Now I saw in my dream that they had not journeyed far before the river parted away from their path. This made them a little sad, yet they dared not go out of the way. As their path proceeded away from the river, it became rough, and their feet were sore from their travels. “So the souls of the pilgrims were much discouraged because of the way,”a and they wished for a smoother path.
Soon they saw a little way ahead of them a pleasant-looking field called By-Path Meadow. It sat on the left side of the road, with a stile marking an entrance into it. Then said Christian to Hopeful, “If this meadow is right next to the way, let us step aside into it and walk there.” Then they went to the stile to take a look and saw a path that followed alongside their rough way, just on the other side of the fence. “This is what I was hoping for,” said Christian. “Here is an easier way to go. Come, good Hopeful, and let us take this smooth path that follows right next to our difficult one.”

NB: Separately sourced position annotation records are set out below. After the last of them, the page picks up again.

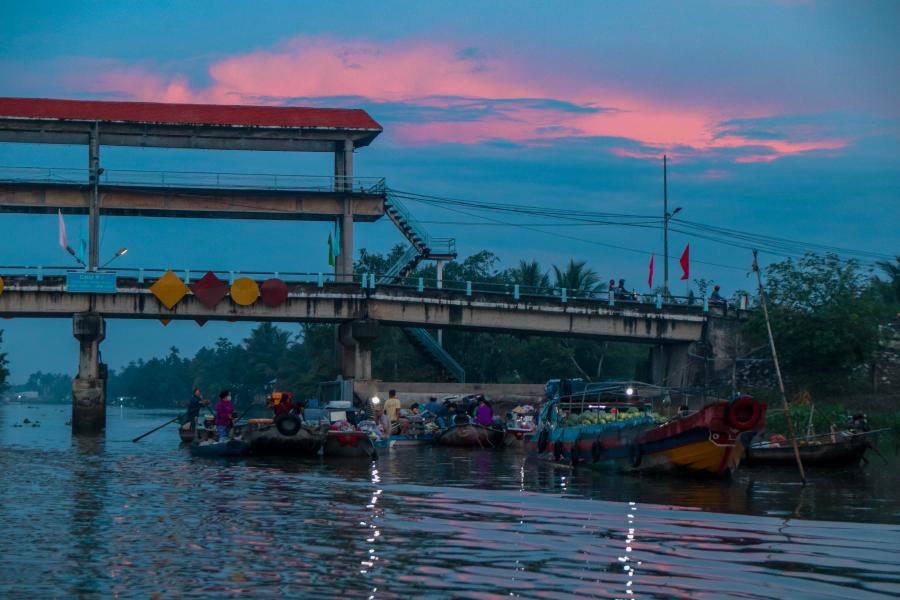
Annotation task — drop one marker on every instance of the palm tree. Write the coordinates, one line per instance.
(529, 276)
(578, 278)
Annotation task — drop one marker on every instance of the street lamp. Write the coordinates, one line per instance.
(121, 252)
(75, 256)
(666, 216)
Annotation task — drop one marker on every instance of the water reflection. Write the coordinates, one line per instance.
(95, 519)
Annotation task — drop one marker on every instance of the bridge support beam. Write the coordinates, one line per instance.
(89, 387)
(356, 340)
(670, 365)
(343, 182)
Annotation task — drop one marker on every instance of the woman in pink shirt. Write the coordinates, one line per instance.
(224, 415)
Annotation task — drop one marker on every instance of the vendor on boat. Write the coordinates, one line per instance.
(392, 406)
(382, 421)
(193, 411)
(224, 415)
(282, 404)
(483, 414)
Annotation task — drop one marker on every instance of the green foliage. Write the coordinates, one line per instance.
(4, 370)
(51, 387)
(826, 319)
(579, 277)
(888, 282)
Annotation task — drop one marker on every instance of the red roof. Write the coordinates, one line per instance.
(187, 114)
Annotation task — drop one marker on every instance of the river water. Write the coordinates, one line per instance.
(111, 518)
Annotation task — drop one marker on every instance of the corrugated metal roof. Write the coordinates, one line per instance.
(188, 114)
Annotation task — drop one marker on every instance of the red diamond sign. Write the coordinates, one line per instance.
(209, 290)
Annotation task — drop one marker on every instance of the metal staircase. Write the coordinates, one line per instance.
(423, 247)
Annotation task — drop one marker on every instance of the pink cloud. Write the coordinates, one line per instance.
(425, 74)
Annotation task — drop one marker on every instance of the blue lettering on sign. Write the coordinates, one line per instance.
(91, 282)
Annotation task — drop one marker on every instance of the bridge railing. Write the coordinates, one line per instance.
(195, 179)
(370, 282)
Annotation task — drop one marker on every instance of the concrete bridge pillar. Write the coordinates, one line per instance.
(89, 387)
(670, 365)
(356, 340)
(343, 182)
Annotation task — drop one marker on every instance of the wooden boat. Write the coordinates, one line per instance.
(210, 449)
(629, 437)
(287, 436)
(349, 444)
(400, 439)
(470, 435)
(186, 435)
(846, 451)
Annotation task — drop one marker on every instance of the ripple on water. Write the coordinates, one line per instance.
(109, 518)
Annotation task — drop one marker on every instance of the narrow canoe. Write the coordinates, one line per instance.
(835, 455)
(470, 435)
(215, 449)
(349, 444)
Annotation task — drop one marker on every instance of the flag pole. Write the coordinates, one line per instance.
(787, 412)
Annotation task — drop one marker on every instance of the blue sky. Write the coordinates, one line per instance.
(781, 118)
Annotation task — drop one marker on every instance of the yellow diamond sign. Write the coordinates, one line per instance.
(244, 291)
(169, 289)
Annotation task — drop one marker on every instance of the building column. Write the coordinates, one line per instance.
(94, 172)
(89, 387)
(343, 182)
(670, 365)
(356, 339)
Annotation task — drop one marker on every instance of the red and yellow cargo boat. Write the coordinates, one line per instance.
(586, 428)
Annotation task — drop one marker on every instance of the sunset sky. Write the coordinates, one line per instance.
(780, 118)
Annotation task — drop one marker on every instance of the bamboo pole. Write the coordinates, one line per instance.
(787, 412)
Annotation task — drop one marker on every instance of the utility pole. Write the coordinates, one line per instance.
(666, 216)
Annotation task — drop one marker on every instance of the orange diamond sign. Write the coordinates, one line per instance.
(169, 289)
(244, 291)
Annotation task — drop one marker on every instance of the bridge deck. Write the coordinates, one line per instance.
(191, 194)
(391, 305)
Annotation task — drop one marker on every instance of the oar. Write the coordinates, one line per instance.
(140, 437)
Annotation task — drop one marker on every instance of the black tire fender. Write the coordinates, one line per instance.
(636, 454)
(543, 439)
(596, 451)
(287, 425)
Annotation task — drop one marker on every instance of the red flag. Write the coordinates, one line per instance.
(686, 262)
(63, 242)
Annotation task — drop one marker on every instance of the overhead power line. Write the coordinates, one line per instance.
(562, 217)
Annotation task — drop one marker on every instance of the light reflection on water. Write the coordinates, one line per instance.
(98, 518)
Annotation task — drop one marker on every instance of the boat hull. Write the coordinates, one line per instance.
(349, 444)
(401, 440)
(265, 439)
(470, 435)
(219, 449)
(835, 455)
(702, 443)
(186, 435)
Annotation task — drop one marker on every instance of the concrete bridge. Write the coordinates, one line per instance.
(342, 298)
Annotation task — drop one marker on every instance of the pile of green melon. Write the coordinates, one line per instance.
(601, 418)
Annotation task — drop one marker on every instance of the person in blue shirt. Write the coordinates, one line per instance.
(432, 406)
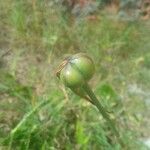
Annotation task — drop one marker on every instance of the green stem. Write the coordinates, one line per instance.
(101, 109)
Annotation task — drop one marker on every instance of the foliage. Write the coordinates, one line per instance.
(37, 112)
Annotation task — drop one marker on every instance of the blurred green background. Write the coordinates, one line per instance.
(36, 111)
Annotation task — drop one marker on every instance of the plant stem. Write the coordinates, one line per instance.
(101, 109)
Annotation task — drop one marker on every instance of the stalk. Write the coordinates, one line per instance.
(102, 110)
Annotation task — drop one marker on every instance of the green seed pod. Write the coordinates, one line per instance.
(76, 70)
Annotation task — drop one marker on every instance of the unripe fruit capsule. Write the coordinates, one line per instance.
(78, 70)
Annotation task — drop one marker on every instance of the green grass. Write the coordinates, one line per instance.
(37, 112)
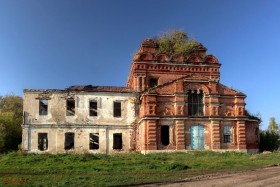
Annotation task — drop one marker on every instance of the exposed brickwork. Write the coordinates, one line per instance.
(166, 103)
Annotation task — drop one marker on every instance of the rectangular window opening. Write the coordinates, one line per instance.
(70, 105)
(227, 134)
(92, 108)
(42, 141)
(117, 109)
(43, 107)
(93, 141)
(153, 82)
(165, 135)
(69, 140)
(117, 141)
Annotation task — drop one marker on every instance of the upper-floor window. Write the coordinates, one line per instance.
(117, 109)
(70, 107)
(227, 134)
(195, 103)
(153, 82)
(92, 108)
(43, 107)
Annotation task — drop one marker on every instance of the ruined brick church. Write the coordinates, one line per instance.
(169, 103)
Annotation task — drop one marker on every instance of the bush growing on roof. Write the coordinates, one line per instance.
(175, 42)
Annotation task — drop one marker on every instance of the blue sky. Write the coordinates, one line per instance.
(55, 44)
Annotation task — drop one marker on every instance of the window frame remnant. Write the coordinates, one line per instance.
(165, 135)
(70, 107)
(93, 141)
(42, 141)
(93, 108)
(195, 103)
(153, 82)
(69, 141)
(117, 109)
(117, 141)
(227, 134)
(43, 107)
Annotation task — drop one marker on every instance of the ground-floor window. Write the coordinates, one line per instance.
(117, 141)
(165, 135)
(69, 140)
(93, 141)
(42, 141)
(227, 134)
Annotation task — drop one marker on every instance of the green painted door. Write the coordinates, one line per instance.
(197, 137)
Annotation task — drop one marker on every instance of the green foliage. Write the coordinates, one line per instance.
(10, 122)
(175, 42)
(272, 127)
(123, 169)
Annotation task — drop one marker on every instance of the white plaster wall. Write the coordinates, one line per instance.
(56, 123)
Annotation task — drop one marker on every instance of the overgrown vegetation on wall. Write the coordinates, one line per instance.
(10, 122)
(175, 42)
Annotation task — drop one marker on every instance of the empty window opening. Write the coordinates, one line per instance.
(43, 107)
(117, 109)
(117, 141)
(70, 104)
(153, 82)
(92, 108)
(165, 135)
(93, 141)
(42, 141)
(69, 140)
(140, 83)
(195, 103)
(227, 134)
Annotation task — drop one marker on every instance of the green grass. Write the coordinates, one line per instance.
(122, 169)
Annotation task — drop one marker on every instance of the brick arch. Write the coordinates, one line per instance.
(197, 86)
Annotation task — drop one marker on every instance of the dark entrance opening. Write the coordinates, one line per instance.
(165, 135)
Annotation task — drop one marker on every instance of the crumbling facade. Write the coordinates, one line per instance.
(80, 119)
(169, 103)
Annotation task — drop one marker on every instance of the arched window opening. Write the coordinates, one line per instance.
(195, 103)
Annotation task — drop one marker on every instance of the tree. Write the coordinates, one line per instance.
(272, 127)
(10, 122)
(175, 42)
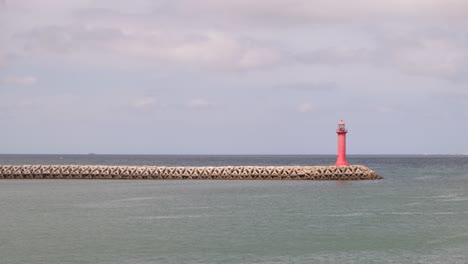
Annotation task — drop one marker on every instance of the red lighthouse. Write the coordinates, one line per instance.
(341, 156)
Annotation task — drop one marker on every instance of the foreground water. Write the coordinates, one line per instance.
(418, 214)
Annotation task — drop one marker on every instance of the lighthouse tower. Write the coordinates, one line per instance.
(341, 156)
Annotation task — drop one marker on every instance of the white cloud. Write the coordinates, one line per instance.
(19, 80)
(432, 57)
(305, 108)
(200, 104)
(143, 103)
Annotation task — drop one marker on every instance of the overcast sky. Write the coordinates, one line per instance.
(233, 76)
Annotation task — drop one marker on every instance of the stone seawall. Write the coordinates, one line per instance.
(354, 172)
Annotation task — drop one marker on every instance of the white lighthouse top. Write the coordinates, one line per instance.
(341, 126)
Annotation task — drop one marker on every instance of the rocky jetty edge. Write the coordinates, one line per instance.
(337, 173)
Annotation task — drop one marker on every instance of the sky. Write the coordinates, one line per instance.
(233, 76)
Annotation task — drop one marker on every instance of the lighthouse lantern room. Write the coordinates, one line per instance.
(341, 156)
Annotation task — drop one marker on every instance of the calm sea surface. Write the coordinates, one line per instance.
(417, 214)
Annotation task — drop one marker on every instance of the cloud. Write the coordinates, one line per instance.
(143, 103)
(19, 80)
(267, 13)
(305, 108)
(200, 48)
(437, 57)
(201, 104)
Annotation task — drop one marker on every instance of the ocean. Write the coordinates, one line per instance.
(417, 214)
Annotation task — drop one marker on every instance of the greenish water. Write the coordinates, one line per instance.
(418, 214)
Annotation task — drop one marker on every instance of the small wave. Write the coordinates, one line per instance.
(155, 217)
(136, 199)
(421, 213)
(350, 215)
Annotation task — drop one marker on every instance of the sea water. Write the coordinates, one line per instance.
(417, 214)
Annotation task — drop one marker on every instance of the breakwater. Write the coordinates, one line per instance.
(353, 172)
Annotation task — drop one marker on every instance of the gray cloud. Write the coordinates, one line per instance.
(256, 70)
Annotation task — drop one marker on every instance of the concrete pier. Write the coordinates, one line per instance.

“But what if this path should lead us out of the way?” Hopeful asked.
“That is not likely,” said Christian. “Look, doesn’t it go right next to our present path?” So Hopeful, persuaded by Christian, followed after him over the stile into By-Path Meadow.
After they had started walking on the new path, they found it very easy on their feet, and looking ahead, they saw a man walking in the same direction they were going. His name was Vain-Confidence. They called after him and asked him where the path was leading. He yelled back to them, “To the Celestial Gate.”
“See,” said Christian, “didn’t I tell you?”
So they followed Vain-Confidence down the path, but soon the night came, darkness fell, and they lost sight of him. As for Vain-Confidence, who could not see the way ahead of him, he fell into a deep pitb that was put there on purpose by the Prince of those grounds to catch vainglorious fools. Vain-Confidence was mortally injured when he fell into the pit.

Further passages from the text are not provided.